Pensava-se: ele na vida foi, aos poucos, nascendo e nascendo até acabar
de nascer em Deus. Por isso havia festa no céu e na terra. Esse rito é
sagrado e celebrado em todos os conventos franciscanos.
O frade que deixou esse mundo, entrava na comunhão dos santos, está
vivo, não é um ausente, apenas um invisível. Há celebração mais digna
da morte do que esta inventada por São Francisco de Assis que chamava a
todos os seres de irmãos e irmãs e também a morte de irmã?
A percepção da morte é outra. As pessoas são induzidas a conviver com
a morte, não como uma bruxa que vem e arrebata a vida, mas como a irmã
que vem abrir a porta para um nível mais alto de vida em Deus.
Cada cultura tem a sua interpretação da morte. Estive há tempos entre os Mapuches, no sul da Patagônia argentina, falando com os lomkos, os sábios da tribo. Eles têm bem outra compreensão da morte. A morte significa passar para o outro lado, para o lado onde estão os anciãos. Não é abandonar a vida, é deixar seu lado visível para entrar no lado invisível e conviver com os anciãos. De lá acompanham as famílias, os entes queridos e outros próximos, iluminando-os. A morte não tem nenhuma dramaticidade. Ela pertence à vida, é o seu outro lado.
Poderíamos passar por várias outras culturas para conhecer-lhes o
sentido da vida e da morte. Mas fiquemos no nosso tempo moderno. Há um
filósofo que trabalhou positivamente o tema da morte: Martin Heidegger.
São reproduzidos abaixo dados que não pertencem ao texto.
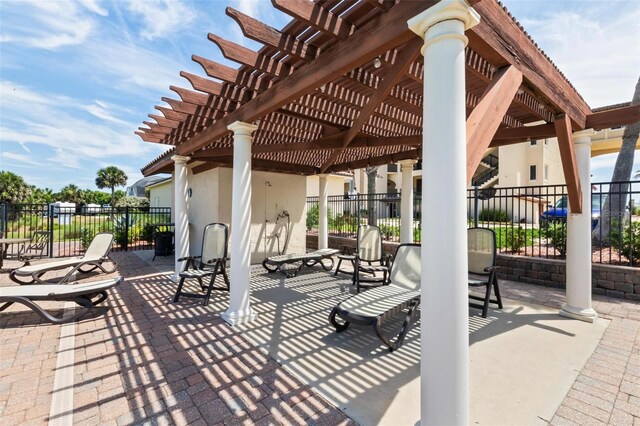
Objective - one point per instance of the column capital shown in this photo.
(444, 10)
(242, 128)
(407, 162)
(180, 159)
(582, 136)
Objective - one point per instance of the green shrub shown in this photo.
(147, 233)
(556, 233)
(626, 238)
(313, 217)
(493, 215)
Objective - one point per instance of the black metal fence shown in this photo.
(528, 221)
(71, 230)
(346, 212)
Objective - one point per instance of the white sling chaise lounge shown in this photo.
(96, 255)
(277, 263)
(82, 294)
(373, 306)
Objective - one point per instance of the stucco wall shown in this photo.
(211, 202)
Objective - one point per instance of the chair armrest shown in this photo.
(189, 258)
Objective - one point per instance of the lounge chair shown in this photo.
(36, 248)
(277, 263)
(369, 258)
(94, 258)
(211, 262)
(82, 294)
(373, 306)
(481, 246)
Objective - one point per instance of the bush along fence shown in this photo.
(71, 230)
(528, 221)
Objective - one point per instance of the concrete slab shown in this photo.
(524, 358)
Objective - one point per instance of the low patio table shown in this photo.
(6, 242)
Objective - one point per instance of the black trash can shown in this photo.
(163, 244)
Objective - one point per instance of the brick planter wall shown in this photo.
(613, 281)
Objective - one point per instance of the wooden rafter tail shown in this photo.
(318, 17)
(391, 77)
(377, 36)
(614, 117)
(569, 164)
(486, 117)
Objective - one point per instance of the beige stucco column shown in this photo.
(444, 368)
(181, 212)
(578, 304)
(406, 201)
(239, 299)
(323, 219)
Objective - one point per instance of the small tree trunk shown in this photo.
(372, 174)
(614, 206)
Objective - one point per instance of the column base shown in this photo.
(587, 315)
(239, 317)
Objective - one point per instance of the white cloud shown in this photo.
(597, 49)
(47, 24)
(161, 18)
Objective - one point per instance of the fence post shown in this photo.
(50, 208)
(126, 228)
(475, 206)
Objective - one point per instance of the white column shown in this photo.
(406, 201)
(181, 212)
(323, 220)
(578, 303)
(239, 300)
(445, 315)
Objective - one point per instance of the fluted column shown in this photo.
(239, 299)
(445, 315)
(578, 304)
(406, 201)
(323, 219)
(181, 212)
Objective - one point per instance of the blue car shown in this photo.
(558, 212)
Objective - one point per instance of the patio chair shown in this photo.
(369, 258)
(36, 249)
(482, 267)
(82, 294)
(211, 262)
(95, 257)
(376, 305)
(278, 263)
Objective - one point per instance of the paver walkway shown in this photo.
(147, 360)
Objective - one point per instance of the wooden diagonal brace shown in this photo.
(569, 164)
(486, 117)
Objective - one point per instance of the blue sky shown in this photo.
(78, 77)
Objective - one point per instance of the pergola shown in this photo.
(349, 84)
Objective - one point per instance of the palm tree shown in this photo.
(110, 177)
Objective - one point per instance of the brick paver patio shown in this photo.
(149, 361)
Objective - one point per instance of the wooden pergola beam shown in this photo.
(392, 75)
(569, 164)
(614, 117)
(500, 36)
(486, 117)
(379, 35)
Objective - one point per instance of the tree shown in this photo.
(372, 174)
(615, 203)
(71, 194)
(110, 177)
(13, 189)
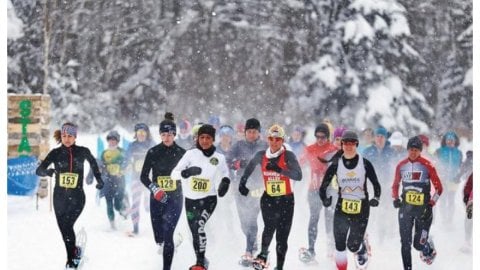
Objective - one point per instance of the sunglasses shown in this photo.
(141, 132)
(275, 139)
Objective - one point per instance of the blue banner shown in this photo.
(22, 179)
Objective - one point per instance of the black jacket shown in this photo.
(161, 160)
(69, 160)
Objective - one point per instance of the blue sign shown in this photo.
(21, 176)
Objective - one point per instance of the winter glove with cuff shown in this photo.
(100, 184)
(191, 171)
(397, 203)
(51, 171)
(223, 187)
(327, 201)
(242, 187)
(374, 202)
(158, 193)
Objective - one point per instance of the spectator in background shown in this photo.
(194, 134)
(468, 201)
(449, 161)
(135, 156)
(337, 136)
(214, 120)
(184, 137)
(382, 156)
(226, 134)
(113, 163)
(240, 132)
(297, 140)
(397, 143)
(330, 128)
(324, 149)
(426, 143)
(466, 167)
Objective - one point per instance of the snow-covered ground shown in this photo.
(34, 241)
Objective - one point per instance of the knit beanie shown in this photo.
(113, 135)
(141, 126)
(349, 135)
(167, 125)
(226, 130)
(276, 131)
(323, 128)
(381, 131)
(252, 123)
(415, 142)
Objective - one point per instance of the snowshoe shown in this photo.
(306, 255)
(361, 257)
(428, 253)
(197, 267)
(131, 234)
(260, 262)
(81, 243)
(246, 260)
(200, 266)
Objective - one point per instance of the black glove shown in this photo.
(194, 170)
(373, 202)
(272, 166)
(99, 185)
(223, 187)
(327, 201)
(51, 171)
(242, 188)
(158, 193)
(397, 203)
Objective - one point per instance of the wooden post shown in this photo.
(51, 194)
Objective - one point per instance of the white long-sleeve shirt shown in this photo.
(214, 168)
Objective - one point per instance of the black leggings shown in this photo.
(355, 223)
(198, 212)
(277, 214)
(68, 207)
(164, 218)
(408, 218)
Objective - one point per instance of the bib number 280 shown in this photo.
(200, 185)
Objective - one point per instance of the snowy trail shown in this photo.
(34, 241)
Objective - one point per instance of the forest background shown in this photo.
(403, 64)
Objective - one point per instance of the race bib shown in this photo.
(138, 165)
(166, 183)
(276, 188)
(351, 206)
(256, 193)
(200, 184)
(68, 180)
(113, 169)
(414, 197)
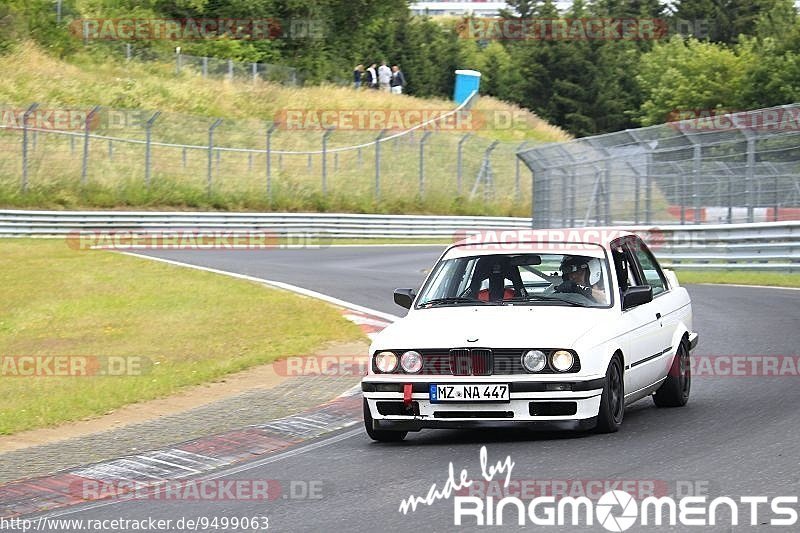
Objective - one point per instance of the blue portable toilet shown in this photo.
(467, 82)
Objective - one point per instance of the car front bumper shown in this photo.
(570, 403)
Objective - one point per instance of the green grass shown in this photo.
(189, 326)
(775, 279)
(129, 92)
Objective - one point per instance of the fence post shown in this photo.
(422, 162)
(378, 164)
(25, 116)
(697, 158)
(85, 166)
(148, 127)
(328, 132)
(517, 191)
(270, 131)
(572, 194)
(749, 176)
(459, 163)
(648, 192)
(563, 197)
(211, 154)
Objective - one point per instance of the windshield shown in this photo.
(518, 279)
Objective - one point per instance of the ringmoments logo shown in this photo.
(615, 510)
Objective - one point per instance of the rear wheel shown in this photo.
(380, 435)
(674, 392)
(612, 401)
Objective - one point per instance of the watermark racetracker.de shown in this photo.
(43, 366)
(192, 239)
(195, 29)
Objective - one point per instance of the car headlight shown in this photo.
(385, 362)
(411, 362)
(534, 360)
(562, 360)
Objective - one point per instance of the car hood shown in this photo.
(541, 326)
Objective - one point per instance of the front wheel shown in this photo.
(674, 392)
(380, 435)
(612, 401)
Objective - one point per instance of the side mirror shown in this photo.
(404, 297)
(637, 295)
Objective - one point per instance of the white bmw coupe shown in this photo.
(564, 327)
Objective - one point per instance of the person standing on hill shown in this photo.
(357, 73)
(384, 76)
(398, 80)
(372, 77)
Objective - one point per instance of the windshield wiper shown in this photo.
(453, 300)
(541, 298)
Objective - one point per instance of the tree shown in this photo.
(683, 75)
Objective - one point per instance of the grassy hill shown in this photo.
(190, 103)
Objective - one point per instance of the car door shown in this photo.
(664, 307)
(641, 339)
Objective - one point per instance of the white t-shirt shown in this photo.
(384, 74)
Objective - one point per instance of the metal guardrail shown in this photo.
(759, 246)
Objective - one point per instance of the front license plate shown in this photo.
(480, 392)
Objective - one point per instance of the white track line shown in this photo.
(228, 471)
(747, 286)
(277, 284)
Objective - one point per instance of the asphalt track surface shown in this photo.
(738, 436)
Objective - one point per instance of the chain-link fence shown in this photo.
(49, 149)
(738, 167)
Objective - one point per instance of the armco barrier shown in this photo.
(758, 246)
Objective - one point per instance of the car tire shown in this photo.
(612, 401)
(674, 392)
(380, 435)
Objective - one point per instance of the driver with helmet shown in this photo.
(582, 275)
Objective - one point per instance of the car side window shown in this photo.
(653, 275)
(623, 266)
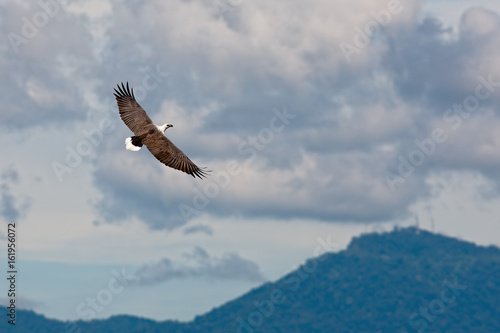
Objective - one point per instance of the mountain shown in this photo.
(407, 280)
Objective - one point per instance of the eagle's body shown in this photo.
(150, 135)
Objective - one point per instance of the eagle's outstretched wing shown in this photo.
(148, 134)
(167, 153)
(132, 114)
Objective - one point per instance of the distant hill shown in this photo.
(407, 280)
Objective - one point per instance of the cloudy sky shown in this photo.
(320, 120)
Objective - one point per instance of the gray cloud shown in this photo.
(205, 229)
(10, 208)
(199, 264)
(226, 76)
(351, 125)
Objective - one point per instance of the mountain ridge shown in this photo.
(403, 281)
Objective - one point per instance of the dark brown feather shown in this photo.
(132, 114)
(167, 153)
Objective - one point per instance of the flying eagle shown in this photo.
(151, 135)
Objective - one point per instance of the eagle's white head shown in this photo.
(164, 127)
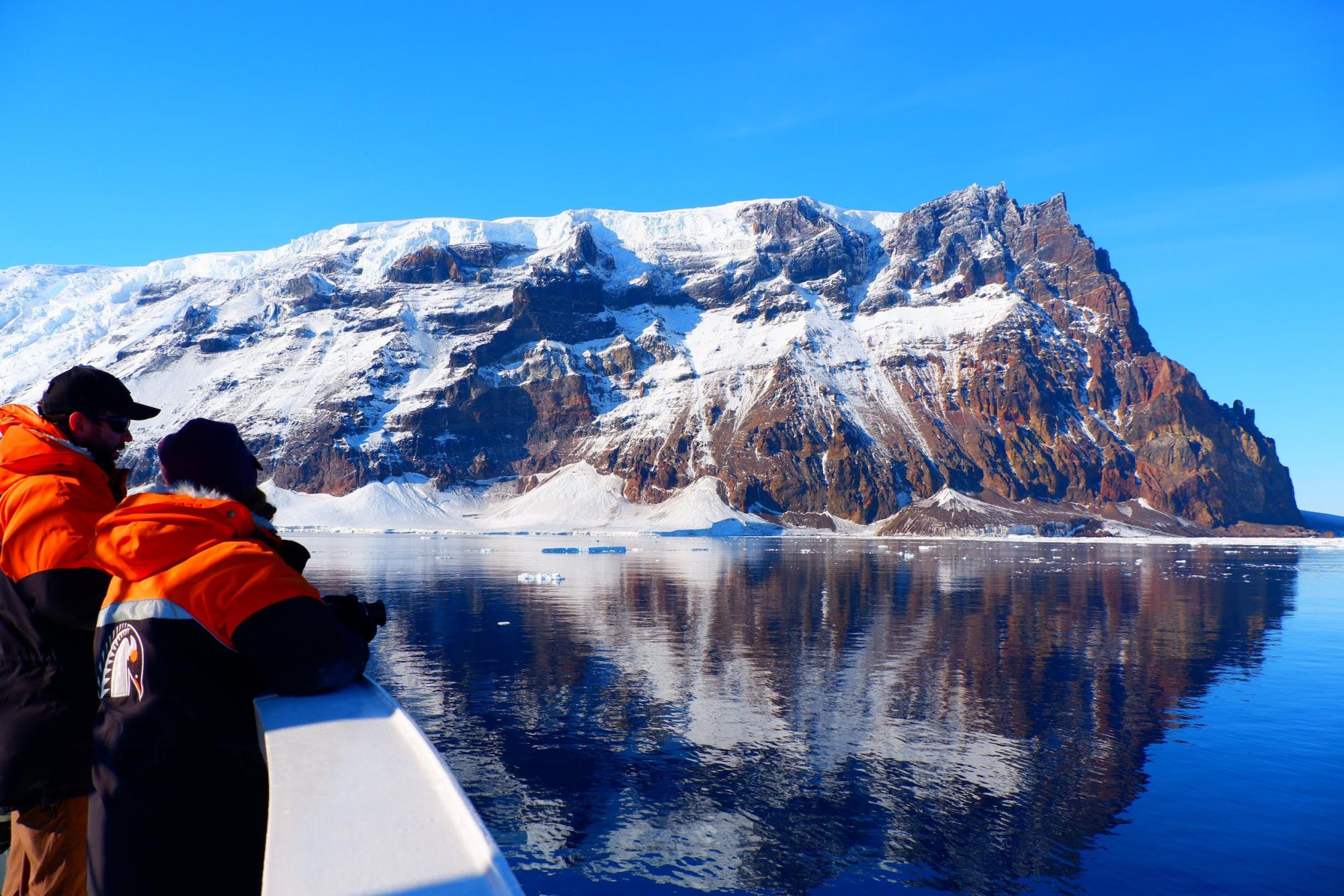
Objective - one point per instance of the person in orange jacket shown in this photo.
(58, 476)
(208, 609)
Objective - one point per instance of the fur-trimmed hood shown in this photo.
(158, 529)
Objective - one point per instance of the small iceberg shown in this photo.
(541, 578)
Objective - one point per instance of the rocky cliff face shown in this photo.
(816, 361)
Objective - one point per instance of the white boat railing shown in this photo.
(362, 804)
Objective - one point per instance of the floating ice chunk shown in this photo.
(541, 578)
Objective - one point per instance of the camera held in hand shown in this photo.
(361, 617)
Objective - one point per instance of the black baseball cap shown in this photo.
(92, 392)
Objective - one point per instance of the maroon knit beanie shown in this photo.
(209, 455)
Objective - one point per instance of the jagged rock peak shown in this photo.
(819, 362)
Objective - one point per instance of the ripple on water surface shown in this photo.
(807, 715)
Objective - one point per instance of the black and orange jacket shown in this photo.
(202, 616)
(52, 496)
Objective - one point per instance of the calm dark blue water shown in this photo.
(850, 717)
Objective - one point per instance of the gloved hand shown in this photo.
(361, 617)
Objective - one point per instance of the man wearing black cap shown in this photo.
(58, 478)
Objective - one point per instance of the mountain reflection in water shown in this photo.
(782, 715)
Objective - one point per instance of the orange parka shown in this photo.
(52, 496)
(204, 615)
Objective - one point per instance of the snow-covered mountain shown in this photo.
(779, 358)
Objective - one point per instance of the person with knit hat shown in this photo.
(58, 476)
(206, 611)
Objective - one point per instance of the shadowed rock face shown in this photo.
(815, 361)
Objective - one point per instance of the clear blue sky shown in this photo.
(1200, 143)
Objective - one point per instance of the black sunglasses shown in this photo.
(119, 425)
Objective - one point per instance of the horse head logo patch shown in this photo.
(124, 670)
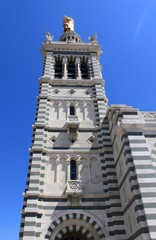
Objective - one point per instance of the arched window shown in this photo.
(72, 110)
(73, 170)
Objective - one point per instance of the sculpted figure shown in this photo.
(93, 38)
(68, 23)
(48, 37)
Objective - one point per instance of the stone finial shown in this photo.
(48, 37)
(93, 38)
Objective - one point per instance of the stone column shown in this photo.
(79, 167)
(84, 110)
(64, 62)
(77, 62)
(58, 165)
(68, 167)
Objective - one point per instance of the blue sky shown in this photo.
(127, 32)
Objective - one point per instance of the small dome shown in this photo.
(70, 36)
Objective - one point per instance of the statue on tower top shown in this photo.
(68, 24)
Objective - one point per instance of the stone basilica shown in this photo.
(92, 167)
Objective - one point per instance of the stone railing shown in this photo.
(149, 115)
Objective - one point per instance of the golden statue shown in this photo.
(68, 24)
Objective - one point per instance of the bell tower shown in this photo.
(71, 191)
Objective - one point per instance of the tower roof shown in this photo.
(69, 34)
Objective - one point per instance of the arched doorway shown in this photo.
(73, 236)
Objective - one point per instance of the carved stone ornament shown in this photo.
(74, 185)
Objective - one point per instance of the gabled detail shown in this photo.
(56, 91)
(52, 139)
(87, 92)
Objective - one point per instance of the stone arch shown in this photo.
(76, 221)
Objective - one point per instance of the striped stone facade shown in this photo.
(113, 193)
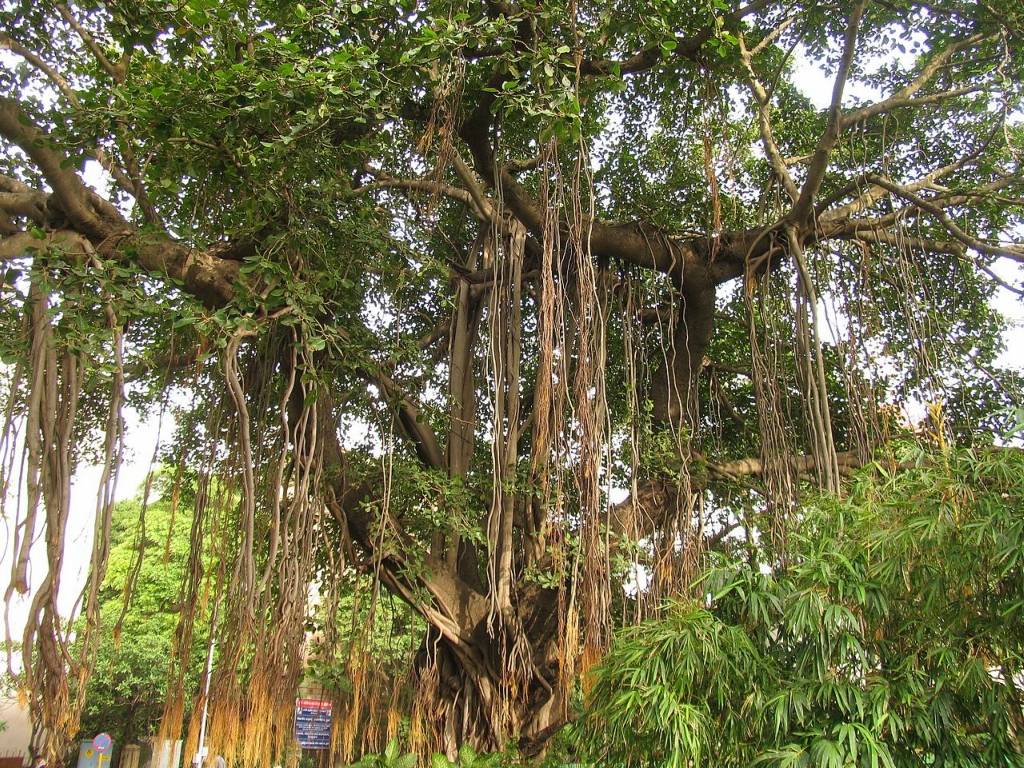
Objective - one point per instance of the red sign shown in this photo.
(101, 742)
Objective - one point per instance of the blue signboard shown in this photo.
(313, 718)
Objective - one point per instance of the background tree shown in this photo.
(498, 303)
(150, 550)
(893, 640)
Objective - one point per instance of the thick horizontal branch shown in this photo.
(1012, 252)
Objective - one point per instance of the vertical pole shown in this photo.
(200, 752)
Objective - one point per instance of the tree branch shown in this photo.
(903, 97)
(1016, 252)
(819, 162)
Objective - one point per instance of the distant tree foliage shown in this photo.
(895, 638)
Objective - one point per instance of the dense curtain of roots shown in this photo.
(39, 446)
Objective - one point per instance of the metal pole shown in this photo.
(200, 752)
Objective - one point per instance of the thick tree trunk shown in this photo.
(496, 688)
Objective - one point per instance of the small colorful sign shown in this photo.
(313, 718)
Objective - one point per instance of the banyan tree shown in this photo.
(514, 311)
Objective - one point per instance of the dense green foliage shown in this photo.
(126, 694)
(525, 314)
(895, 637)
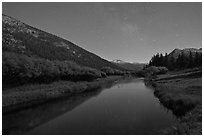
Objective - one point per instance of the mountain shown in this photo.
(176, 52)
(21, 38)
(129, 66)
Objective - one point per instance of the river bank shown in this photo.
(181, 92)
(28, 95)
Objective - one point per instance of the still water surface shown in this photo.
(128, 107)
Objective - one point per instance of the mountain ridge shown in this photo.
(25, 39)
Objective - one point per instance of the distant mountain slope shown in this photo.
(129, 66)
(21, 38)
(175, 53)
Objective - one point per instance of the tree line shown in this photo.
(181, 62)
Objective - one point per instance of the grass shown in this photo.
(182, 93)
(28, 95)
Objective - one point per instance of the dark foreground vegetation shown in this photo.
(182, 60)
(181, 91)
(32, 94)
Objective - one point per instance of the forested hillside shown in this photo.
(178, 59)
(21, 38)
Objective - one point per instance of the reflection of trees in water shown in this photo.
(23, 120)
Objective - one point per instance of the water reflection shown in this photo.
(124, 107)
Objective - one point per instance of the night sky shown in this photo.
(128, 31)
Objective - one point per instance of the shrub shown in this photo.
(22, 69)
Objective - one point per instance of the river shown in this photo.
(127, 107)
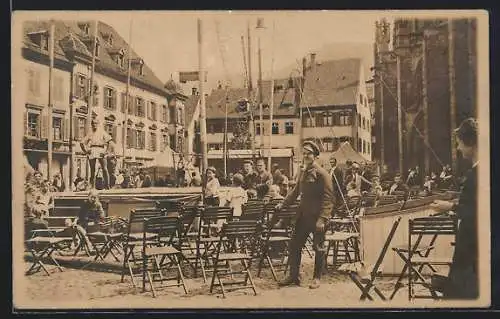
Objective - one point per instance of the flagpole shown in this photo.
(50, 134)
(127, 95)
(271, 105)
(201, 78)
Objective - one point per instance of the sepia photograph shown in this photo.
(250, 159)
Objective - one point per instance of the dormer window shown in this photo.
(84, 27)
(138, 65)
(40, 38)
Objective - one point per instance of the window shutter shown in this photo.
(66, 129)
(25, 123)
(113, 94)
(75, 128)
(124, 95)
(87, 90)
(44, 127)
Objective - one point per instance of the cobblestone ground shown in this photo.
(98, 289)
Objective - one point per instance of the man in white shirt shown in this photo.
(96, 145)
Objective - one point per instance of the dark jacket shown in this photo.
(90, 212)
(463, 276)
(316, 194)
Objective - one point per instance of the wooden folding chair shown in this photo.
(253, 211)
(238, 239)
(277, 236)
(42, 248)
(132, 241)
(160, 249)
(417, 257)
(210, 223)
(365, 277)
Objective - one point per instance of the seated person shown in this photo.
(376, 188)
(352, 190)
(236, 195)
(91, 212)
(36, 221)
(45, 200)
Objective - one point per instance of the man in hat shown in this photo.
(316, 203)
(249, 176)
(337, 180)
(97, 145)
(264, 178)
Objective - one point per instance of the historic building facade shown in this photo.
(144, 132)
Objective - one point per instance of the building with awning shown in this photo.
(283, 157)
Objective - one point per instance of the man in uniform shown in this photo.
(337, 180)
(264, 179)
(316, 203)
(97, 145)
(249, 177)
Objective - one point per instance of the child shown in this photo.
(236, 195)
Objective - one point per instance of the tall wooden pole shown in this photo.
(201, 78)
(382, 126)
(225, 135)
(271, 105)
(90, 100)
(50, 134)
(425, 102)
(453, 99)
(251, 124)
(261, 119)
(127, 96)
(400, 114)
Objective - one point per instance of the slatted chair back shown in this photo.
(387, 243)
(387, 200)
(211, 216)
(285, 218)
(433, 225)
(241, 235)
(400, 195)
(369, 200)
(253, 211)
(165, 228)
(137, 216)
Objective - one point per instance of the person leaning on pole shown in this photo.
(316, 203)
(97, 145)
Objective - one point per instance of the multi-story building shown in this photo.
(437, 77)
(335, 105)
(144, 131)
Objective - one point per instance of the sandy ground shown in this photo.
(77, 288)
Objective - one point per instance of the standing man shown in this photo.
(96, 145)
(249, 177)
(316, 203)
(264, 178)
(463, 278)
(337, 180)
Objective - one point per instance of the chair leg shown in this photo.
(247, 270)
(215, 273)
(181, 275)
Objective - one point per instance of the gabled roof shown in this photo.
(332, 83)
(190, 106)
(284, 100)
(70, 38)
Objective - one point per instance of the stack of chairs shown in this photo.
(236, 243)
(276, 238)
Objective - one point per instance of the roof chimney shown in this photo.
(313, 60)
(304, 66)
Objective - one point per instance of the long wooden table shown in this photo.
(375, 224)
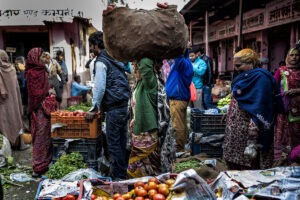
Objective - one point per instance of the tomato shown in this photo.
(93, 197)
(126, 196)
(151, 193)
(117, 195)
(146, 187)
(170, 182)
(164, 190)
(159, 197)
(153, 179)
(139, 198)
(139, 183)
(140, 191)
(69, 197)
(152, 185)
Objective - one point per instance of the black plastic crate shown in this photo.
(90, 149)
(210, 150)
(207, 124)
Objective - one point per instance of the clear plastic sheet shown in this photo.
(277, 183)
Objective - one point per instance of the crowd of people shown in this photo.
(262, 123)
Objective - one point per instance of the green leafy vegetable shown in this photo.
(189, 164)
(65, 164)
(83, 106)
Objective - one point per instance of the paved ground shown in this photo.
(29, 189)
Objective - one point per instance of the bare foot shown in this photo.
(109, 8)
(162, 5)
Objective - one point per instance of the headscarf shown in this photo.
(37, 81)
(256, 91)
(288, 56)
(247, 56)
(4, 64)
(295, 154)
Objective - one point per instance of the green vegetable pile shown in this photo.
(66, 164)
(83, 106)
(224, 101)
(189, 164)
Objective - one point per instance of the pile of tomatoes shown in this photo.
(66, 113)
(152, 190)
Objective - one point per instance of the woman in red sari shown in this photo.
(287, 132)
(40, 106)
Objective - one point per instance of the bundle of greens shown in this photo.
(188, 164)
(83, 106)
(65, 164)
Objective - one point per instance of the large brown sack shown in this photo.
(131, 34)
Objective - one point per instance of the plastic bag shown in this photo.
(193, 92)
(83, 174)
(6, 148)
(193, 186)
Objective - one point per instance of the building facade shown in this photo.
(270, 28)
(62, 28)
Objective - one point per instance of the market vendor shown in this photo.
(111, 94)
(249, 133)
(79, 90)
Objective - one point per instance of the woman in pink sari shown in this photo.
(287, 132)
(40, 106)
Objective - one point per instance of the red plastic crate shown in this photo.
(76, 127)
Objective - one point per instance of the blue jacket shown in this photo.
(117, 90)
(77, 89)
(199, 67)
(180, 78)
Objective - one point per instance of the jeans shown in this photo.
(199, 100)
(207, 98)
(116, 133)
(178, 116)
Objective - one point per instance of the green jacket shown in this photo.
(146, 99)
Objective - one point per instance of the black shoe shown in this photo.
(36, 175)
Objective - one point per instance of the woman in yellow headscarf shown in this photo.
(287, 134)
(249, 133)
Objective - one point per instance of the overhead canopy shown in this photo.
(35, 12)
(217, 9)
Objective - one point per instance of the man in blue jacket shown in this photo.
(178, 92)
(111, 94)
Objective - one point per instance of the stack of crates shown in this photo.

Em sua analítica existencial afirma que a condição humana, em grau
zero, é a de que somos um ser no mundo, este não como lugar geográfico,
mas como o conjunto das relações que nos permitem produzir e reproduzir a
vida.
A condition humaine é estar no mundo com os outros, cheios
de cuidados e abertos para a morte. A morte é vista não como uma
tragédia e sim como a derradeira expressão da liberdade humana, enquanto
o último ato de entrega. Essa entrega sem resto abre a possibilidade
para um mergulho total na realidade e no Ser. É uma espécie de volta
ao seio de onde viemos como entes mas que buscam o Ser. E finalmente, ao
morrer, somos acolhidos pelo Ser. E aí já não falamos porque não
precisamos mais de palavras. É o puro viver pela alegria de viver e de
ser no Ser.
Para o homem religioso, este Ser não é outro senão o Supremo Ser, o Deus vivo que nós dá a plenitude da vida.
------------------
* Leonardo Boff, teólogo, filósofo e escreveu Vida para além da morte, Vozes 2012.